Ordering a bunch of roses for her birthday, when you knew you would be disturbing the inner balance you had achieved in one and half months was a wrong move. You were paranoid if she was out there enjoying herself on her special day without you for the first time in three years. You were paranoid whether she would throw away all the roses. And above all that you expected her to call you back. Thankfully the incident also showed how disorganized you have become. Whatever happened to the to-do lists? You didn’t want your name to be in the bouquet but you cannot let the delivery company know. You couldn’t call them because you forgot to pay your freaking mobile bill.
Thankfully your friend came in the evening to discuss a business plan with you (to whom you didn’t listen at all). He lent his phone to make the call to change the words in the greetings. You should have asked the person who picked the call to not write your name. But no, you acted cool and said you are anonymous. There is no real reason to be mad at the person who wrote “Happy Birthday – From Anonymous” in the greeting card.
Finally, the day arrives and you wish you were dead in the sleep. You feel weak in the knees and your breath is shallow. You finish a day’s quota of cigarette in forty minutes and go buy a fresh packet. The bouquet went out for delivery by 9 AM and you stare at the phone hoping to get a delivered message. There is no disturbance. People are busy. They have their lives to go on. Or they are in the party that she and her new boyfriend are throwing. You give up and close your eyes. You drift off to sleep in no time.
Your mother wakes you up by three in the afternoon. She wants to have lunch with you. You feel relieved that at least your mother likes your company. Halfway through your meal, you receive a message that your flowers are delivered. She herself had picked it up. You are happy for a moment. It is a nice way to let go. But wait. What is she doing at her home when she could be out celebrating? Is she waiting for your call? Was she waiting for your gift? You start again from the day 1. You pull your socks and go running. You cannot even run three kilometers now.
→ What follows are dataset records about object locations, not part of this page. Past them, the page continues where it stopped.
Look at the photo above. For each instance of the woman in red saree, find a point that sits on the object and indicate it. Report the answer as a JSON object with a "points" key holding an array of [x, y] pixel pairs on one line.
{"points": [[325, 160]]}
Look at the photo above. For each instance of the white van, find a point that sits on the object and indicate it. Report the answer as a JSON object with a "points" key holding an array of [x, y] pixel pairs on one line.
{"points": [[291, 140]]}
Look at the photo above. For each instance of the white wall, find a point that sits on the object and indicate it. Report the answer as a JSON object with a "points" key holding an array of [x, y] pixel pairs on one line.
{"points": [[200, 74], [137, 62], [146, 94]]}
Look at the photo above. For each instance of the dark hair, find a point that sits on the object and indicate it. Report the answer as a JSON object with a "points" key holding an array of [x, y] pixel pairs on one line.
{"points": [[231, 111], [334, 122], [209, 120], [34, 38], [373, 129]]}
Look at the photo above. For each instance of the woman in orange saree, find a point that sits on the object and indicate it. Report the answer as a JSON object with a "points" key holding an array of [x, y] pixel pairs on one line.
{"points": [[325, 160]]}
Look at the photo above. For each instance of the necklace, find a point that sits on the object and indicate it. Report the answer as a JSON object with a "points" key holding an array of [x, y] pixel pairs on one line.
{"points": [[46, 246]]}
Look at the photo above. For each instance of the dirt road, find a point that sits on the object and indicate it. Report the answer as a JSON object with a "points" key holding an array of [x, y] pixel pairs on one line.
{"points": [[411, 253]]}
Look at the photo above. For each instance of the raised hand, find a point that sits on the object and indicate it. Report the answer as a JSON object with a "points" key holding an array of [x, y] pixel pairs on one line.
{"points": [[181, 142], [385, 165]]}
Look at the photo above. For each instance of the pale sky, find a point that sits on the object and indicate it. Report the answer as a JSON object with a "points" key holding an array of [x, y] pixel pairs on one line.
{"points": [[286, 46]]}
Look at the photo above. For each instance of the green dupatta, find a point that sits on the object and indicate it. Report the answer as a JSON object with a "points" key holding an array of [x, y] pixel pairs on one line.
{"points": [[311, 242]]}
You forgot your purse and you cannot take a share auto. Your lungs hurt and heart feels like it would explode any minute. Suddenly without a warning, you double up and start to puke. It all comes out. A retiree who, walks with his dog leash in one hand and a stick in the other, stops near you and asks if you are OK.
“Mejor que nunca,” you say. The man walks past you as if he understood.
“Better than ever,” you tell to yourself again and start running. Your thighs hurt, your calves squirm under pressure. You don’t mind. Pain is the only way to feel better. You clock five kilometers in thirty minutes and walk back home.
That’s about it. In the days that follow you bury your head in work, talk very little but run five kilometers a day. It is good to start again. Because you know in your heart sometimes a start is all you ever get.